If $f,g : A\to B$ are morphisms, we define $f+g$ to be the composite $$ A\newcommand\toby\xrightarrow\toby{\Delta_A} A \oplus A\toby{f\oplus g}B\oplus B \toby{\nabla_B} B,$$ where $\Delta_A : A\to A\oplus A$ is the diagonal map and $\nabla_B : B\oplus B\to B$ is the codiagonal.
Then clearly any functor which satisfies $T(f\oplus g)=Tf\oplus Tg$ and $T\Delta_A = \Delta_{TA}$ and $T\nabla_B = \nabla_{TB}$ is additive.
Then as long as $T$ preserves the biproduct (meaning $T(A\oplus B)=TA\oplus TB$ and $T\iota_X=\iota_{TX}$ and $T\pi_X = \pi_{TX}$ for the structure morphisms $\iota_A,\iota_B,\pi_A,$ and $\pi_B$), and $T$ preserves $0$, meaning that $T0 = 0$, $T$ has these properties. (Equality here means up to natural isomorphism.)
This is because $\Delta_A$ is the map such that $\pi_{A,i}\Delta_A=\newcommand\id{\operatorname{id}}\id_A$ for $i=1,2$, and then taking $T$ of this, we have that $T\Delta_A$ satisfies $\pi_{TA,i}T(\Delta_A)=\id_{TA}$ for $i=1,2$, thus $T\Delta_A=\Delta_{TA}$. A dual argument shows that $T\nabla_B=\nabla_{TB}$, and finally $f\oplus g$ is defined to be the map such that $$\pi_{B,1}(f\oplus g)\iota_{A,1} = f,$$ $$\pi_{B,2}(f\oplus g)\iota_{A,2} = g,$$ $$\pi_{B,1}(f\oplus g)\iota_{A,2} = 0,$$ and $$\pi_{B,2}(f\oplus g)\iota_{A,1} = 0.$$ Again, it's not hard to see that the preservation of 0 and the biproduct ensures that $T(f\oplus g)$ satisfies the requirement to be $Tf\oplus Tg$.
Finally, if $T$ is left exact, then $T$ preserves $0$ and the biproduct, and thus is additive
(As indicated in my question, I've already proved this, but I figured I'd add it for any future readers)
$T$ preserves $0$
Depending on how you interpret the definition, this is either definitional, (since you can read the definition as implying that you take $T$ of the entire left exact sequence to get the resulting exact sequence) or must be proved, if you take it to mean only that extending the sequence $TA\to TB \to TC$ by zero on the left results in an exact sequence, but it turns out that there's no difference.
Consider $$ 0 \to 0 \toby{\id_0} 0 \toby{\id_0} 0.$$ This is clearly exact, so $$ 0 \to T0 \toby{\id_{T0}} T0 \toby{\id_{T0}} T0$$ is exact, which implies that $$0=\ker \id_{T0} = T0=\operatorname{im}_{\id_{T0}},$$ as desired.
$T$ preserves the biproduct
Proof:
We know $\pi_A\iota_A =\id_A$, so $(T\pi_A)(T\iota_A)=\id_{TA}$. This also applies to $\pi_B\iota_B$, so $T\pi_B$ must be an epimorphism.
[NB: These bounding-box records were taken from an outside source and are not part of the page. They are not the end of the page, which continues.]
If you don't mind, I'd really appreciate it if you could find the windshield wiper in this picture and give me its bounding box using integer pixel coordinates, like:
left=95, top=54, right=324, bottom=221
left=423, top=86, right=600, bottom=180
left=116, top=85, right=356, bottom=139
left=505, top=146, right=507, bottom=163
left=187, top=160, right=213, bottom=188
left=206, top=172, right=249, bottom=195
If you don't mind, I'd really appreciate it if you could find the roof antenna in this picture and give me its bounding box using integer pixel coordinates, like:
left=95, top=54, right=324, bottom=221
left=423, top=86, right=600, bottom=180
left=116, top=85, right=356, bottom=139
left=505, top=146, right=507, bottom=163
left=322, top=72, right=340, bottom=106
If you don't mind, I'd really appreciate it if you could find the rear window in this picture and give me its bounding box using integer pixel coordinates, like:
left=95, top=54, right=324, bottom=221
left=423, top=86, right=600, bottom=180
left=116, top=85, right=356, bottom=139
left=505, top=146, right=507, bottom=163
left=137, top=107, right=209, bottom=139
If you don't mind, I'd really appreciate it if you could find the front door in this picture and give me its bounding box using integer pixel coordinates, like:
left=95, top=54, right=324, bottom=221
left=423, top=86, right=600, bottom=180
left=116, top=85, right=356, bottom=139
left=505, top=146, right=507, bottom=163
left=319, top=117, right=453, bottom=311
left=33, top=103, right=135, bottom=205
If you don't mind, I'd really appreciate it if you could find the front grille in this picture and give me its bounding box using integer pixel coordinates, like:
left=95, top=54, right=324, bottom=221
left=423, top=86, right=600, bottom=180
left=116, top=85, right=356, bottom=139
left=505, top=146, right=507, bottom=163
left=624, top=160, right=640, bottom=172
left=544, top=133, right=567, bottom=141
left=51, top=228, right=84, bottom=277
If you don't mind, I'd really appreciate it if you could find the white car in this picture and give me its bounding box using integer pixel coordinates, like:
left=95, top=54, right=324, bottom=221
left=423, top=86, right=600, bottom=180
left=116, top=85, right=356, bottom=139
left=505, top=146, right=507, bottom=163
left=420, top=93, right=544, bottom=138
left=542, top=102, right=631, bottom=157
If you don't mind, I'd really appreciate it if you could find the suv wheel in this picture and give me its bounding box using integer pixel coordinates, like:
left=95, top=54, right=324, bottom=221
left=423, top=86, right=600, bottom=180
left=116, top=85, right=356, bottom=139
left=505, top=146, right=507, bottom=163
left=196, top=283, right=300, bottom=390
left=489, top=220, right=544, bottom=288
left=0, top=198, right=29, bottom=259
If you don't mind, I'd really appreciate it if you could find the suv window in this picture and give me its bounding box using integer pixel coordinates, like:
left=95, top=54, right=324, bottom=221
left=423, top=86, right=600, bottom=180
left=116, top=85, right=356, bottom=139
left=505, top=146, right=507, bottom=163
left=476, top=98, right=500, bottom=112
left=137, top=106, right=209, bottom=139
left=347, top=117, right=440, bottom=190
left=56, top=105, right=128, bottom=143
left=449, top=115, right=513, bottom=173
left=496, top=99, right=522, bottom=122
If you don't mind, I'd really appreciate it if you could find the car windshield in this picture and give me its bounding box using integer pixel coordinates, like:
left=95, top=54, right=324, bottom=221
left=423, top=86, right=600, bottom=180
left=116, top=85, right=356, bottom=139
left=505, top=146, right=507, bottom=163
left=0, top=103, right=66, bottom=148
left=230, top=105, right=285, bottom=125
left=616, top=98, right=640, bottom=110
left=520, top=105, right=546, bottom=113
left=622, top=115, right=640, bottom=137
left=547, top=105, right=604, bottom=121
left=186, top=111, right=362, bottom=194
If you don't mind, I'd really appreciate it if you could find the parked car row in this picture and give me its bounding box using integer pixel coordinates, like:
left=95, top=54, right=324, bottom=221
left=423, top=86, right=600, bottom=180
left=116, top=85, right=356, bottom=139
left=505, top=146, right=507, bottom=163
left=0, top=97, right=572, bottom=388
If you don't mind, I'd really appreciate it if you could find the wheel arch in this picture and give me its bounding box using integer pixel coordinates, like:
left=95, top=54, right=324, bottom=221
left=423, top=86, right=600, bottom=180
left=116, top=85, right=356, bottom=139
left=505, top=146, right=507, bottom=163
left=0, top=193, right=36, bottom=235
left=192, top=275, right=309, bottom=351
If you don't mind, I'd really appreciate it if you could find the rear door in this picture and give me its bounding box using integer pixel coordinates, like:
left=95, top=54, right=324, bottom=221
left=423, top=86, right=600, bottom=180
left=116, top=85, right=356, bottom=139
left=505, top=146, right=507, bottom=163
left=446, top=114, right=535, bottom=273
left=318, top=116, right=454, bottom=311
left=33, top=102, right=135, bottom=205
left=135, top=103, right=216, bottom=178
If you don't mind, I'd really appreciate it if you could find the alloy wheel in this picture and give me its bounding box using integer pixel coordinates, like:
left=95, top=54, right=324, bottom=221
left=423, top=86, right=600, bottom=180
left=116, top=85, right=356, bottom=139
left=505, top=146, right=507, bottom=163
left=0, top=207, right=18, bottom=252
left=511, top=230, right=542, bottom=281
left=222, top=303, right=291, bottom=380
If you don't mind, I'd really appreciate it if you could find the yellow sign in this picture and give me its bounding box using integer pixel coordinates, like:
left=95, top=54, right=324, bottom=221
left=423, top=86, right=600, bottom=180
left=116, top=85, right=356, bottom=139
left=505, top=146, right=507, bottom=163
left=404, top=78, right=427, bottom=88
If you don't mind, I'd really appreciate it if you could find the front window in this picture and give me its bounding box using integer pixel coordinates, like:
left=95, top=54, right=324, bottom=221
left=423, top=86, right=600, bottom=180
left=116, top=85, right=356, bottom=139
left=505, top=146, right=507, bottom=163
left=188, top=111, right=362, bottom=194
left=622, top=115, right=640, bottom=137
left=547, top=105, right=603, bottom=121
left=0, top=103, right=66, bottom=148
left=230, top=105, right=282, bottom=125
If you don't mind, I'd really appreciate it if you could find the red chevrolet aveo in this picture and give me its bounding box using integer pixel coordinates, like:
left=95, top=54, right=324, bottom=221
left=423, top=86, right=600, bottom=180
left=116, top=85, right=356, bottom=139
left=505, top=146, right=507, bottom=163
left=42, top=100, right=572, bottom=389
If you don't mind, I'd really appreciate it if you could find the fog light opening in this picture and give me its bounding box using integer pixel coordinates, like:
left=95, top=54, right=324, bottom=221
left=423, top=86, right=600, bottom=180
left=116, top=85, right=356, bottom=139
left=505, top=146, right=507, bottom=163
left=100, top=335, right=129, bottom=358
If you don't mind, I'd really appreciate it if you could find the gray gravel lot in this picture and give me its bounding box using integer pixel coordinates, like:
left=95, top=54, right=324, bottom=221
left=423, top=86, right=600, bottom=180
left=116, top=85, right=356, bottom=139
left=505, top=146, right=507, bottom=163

Hence, exactness of $$0\to A \toby{\iota_A} A\oplus B \toby{\pi_B} B \to 0$$ not only implies exactness of $$0\to TA \toby{T\iota_A} T(A\oplus B) \toby{T\pi_B} TB, $$ but actually the exactness of $$0\to TA \toby{T\iota_A} T(A\oplus B) \toby{T\pi_B} TB \to 0,$$ and the fact that $(T\pi_A)(T\iota_A)=\id_{TA}$ implies that this exact sequence is split, giving $T(A\oplus B) \simeq TA\oplus TB$.